Her cell phone chirped and she flipped it open. “Hello?” she said a little sharply.
“Mom?” Allie said, her voice worried. Jenna’s anger immediately dissipated. “Do you have my backpack?”
“No…well, maybe, I’m not in the truck. Did you leave it there?”
“I dunno, but could you bring it back to the school, please? It’s got my math homework in it and if I don’t turn it in today…”
“I’m on my way, Allie. Don’t worry.” She mentally crossed her fingers that the backpack was in the pickup and not left somewhere at home. “I’ll find it and leave it at the office.”
“Thanks, Mom.”
“No problem,” Jenna said, relieved that her younger daughter’s sore throat seemed to have been forgotten. At least for the time being. “Gotta run,” she called over her shoulder. “A mini-crisis at the junior high.”

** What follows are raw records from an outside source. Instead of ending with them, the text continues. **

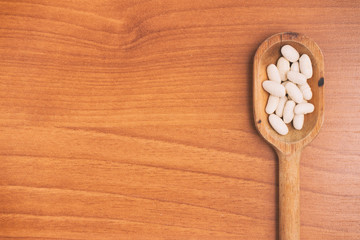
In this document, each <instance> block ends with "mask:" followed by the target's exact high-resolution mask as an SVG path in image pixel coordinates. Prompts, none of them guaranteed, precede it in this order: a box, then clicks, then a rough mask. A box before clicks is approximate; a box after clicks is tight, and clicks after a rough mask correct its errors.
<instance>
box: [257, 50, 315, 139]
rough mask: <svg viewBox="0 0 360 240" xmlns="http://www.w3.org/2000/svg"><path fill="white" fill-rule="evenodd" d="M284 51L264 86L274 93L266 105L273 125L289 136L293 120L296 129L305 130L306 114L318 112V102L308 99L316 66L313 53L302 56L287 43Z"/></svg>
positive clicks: (272, 64) (281, 132) (268, 90)
mask: <svg viewBox="0 0 360 240" xmlns="http://www.w3.org/2000/svg"><path fill="white" fill-rule="evenodd" d="M281 54H282V57H280V58H279V60H278V61H277V64H276V66H275V64H270V65H269V66H267V69H266V71H267V75H268V78H269V80H265V81H264V82H263V84H262V85H263V88H264V90H265V91H267V92H268V93H269V94H270V96H269V99H268V102H267V105H266V108H265V111H266V113H267V114H269V122H270V125H271V126H272V127H273V128H274V130H275V131H276V132H278V133H279V134H281V135H286V134H288V132H289V129H288V126H287V125H286V124H288V123H290V122H291V121H292V123H293V126H294V128H295V129H296V130H301V129H302V127H303V125H304V115H305V114H308V113H311V112H313V111H314V105H313V104H311V103H308V102H307V101H308V100H310V99H311V98H312V91H311V88H310V86H309V84H308V83H307V79H309V78H311V77H312V75H313V69H312V64H311V60H310V58H309V56H308V55H306V54H302V55H301V57H300V54H299V53H298V51H296V49H295V48H293V47H292V46H290V45H285V46H283V47H282V48H281ZM290 63H291V66H290Z"/></svg>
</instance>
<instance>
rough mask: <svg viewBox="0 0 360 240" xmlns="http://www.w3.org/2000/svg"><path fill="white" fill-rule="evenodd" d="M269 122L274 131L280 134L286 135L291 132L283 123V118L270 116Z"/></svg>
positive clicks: (283, 123)
mask: <svg viewBox="0 0 360 240" xmlns="http://www.w3.org/2000/svg"><path fill="white" fill-rule="evenodd" d="M269 122H270V125H271V126H272V127H273V128H274V130H275V131H276V132H278V133H279V134H281V135H286V134H287V133H288V132H289V129H288V127H287V126H286V124H285V123H284V122H283V120H281V118H280V117H278V116H276V115H275V114H271V115H269Z"/></svg>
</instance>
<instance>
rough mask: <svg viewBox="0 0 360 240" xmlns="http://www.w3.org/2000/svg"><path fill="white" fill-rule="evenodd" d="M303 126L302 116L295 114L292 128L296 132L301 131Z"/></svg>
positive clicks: (303, 119) (303, 124) (302, 119)
mask: <svg viewBox="0 0 360 240" xmlns="http://www.w3.org/2000/svg"><path fill="white" fill-rule="evenodd" d="M303 125H304V114H296V115H295V116H294V120H293V126H294V128H295V129H296V130H301V129H302V127H303Z"/></svg>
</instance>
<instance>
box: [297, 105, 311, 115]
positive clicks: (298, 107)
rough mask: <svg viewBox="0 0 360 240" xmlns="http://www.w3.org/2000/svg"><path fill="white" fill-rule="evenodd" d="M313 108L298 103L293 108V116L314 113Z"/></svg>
mask: <svg viewBox="0 0 360 240" xmlns="http://www.w3.org/2000/svg"><path fill="white" fill-rule="evenodd" d="M314 109H315V107H314V105H313V104H311V103H299V104H298V105H296V107H295V110H294V111H295V114H308V113H312V112H313V111H314Z"/></svg>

As she reached the door, it swung open and petite, lively Lynnetta Swaggert hurried inside. “Geez Louise! It’s freezing out there,” she complained, rubbing her hands together. Lynnetta, the wife of a local preacher, worked in an accounting office in town, but volunteered at the theater in her time off. Aside from keeping the books, she also altered and created costumes for the stage productions.
“It’s only gonna get worse,” Rinda predicted.

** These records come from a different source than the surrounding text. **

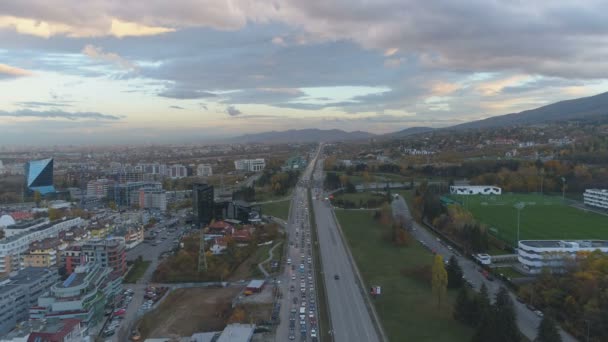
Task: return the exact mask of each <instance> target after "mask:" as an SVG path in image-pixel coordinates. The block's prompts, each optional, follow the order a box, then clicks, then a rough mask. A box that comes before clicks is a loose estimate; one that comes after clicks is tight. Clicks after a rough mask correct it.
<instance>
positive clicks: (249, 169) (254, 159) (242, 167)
mask: <svg viewBox="0 0 608 342" xmlns="http://www.w3.org/2000/svg"><path fill="white" fill-rule="evenodd" d="M265 167H266V161H265V160H264V159H263V158H258V159H239V160H235V161H234V168H235V169H236V170H237V171H245V172H258V171H262V170H264V168H265Z"/></svg>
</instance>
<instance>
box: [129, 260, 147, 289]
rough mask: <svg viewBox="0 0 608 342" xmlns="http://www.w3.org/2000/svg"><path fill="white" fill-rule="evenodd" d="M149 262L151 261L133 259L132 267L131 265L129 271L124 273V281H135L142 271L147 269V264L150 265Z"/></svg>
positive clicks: (144, 271)
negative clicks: (132, 265)
mask: <svg viewBox="0 0 608 342" xmlns="http://www.w3.org/2000/svg"><path fill="white" fill-rule="evenodd" d="M150 263H151V262H150V261H148V260H142V261H139V260H135V263H134V264H133V267H131V269H130V270H129V272H128V273H127V274H126V275H125V278H124V282H125V283H129V284H134V283H136V282H137V281H138V280H139V278H141V277H142V276H143V275H144V273H146V270H147V269H148V266H150Z"/></svg>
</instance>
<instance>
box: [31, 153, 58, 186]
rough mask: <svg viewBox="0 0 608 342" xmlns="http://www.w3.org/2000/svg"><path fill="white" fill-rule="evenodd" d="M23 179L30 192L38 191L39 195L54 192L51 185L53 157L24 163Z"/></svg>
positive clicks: (35, 160) (52, 182) (51, 180)
mask: <svg viewBox="0 0 608 342" xmlns="http://www.w3.org/2000/svg"><path fill="white" fill-rule="evenodd" d="M25 181H26V187H27V191H28V192H30V194H32V193H34V192H36V191H37V192H39V193H40V194H41V195H46V194H51V193H54V192H55V187H54V186H53V158H48V159H42V160H32V161H29V162H27V163H26V164H25Z"/></svg>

“Such happy news,” Lynnetta tossed back at her, then took one look at Jenna. “Are you leaving?”
“Yeah. I’ll see you later.”
“She’s on her way to be a ‘normal mom,’” Rinda teased.
Lynnetta chuckled, her hazel eyes glinting mischievously. “Is there such a thing?”

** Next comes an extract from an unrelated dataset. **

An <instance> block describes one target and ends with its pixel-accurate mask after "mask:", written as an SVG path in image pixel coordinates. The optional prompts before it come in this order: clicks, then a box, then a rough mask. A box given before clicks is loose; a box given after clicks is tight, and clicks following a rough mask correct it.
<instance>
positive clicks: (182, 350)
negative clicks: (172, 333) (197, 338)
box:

Probably not, Jenna thought as she walked outside and hiked the collar of her jacket close to her neck. Lynnetta hadn’t been kidding about the weather. If anything, the temperature seemed to have tumbled another ten degrees in the short time Jenna had been inside the theater.
She blew on her hands, then whistled to Critter and climbed into the truck. Sure enough, there was Allie’s backpack, big as life and tucked behind the bench seat. “Ready for a little side trip?” she asked the dog. “Back to Harrington Junior High.”
The dog whined and Jenna patted his graying head as she pulled out of the lot. “Yeah, I know. I feel the same way.”
So she was finally leaving.
Good.
He was sitting in his truck, parked in a parking lot of the grocery store. Several other minivans, cars, and trucks were scattered over the snowy asphalt, but no one paid any attention to him. Through his windshield, he viewed the parking lot of the old church and watched as she maneuvered the old half-ton through the nearly empty city streets.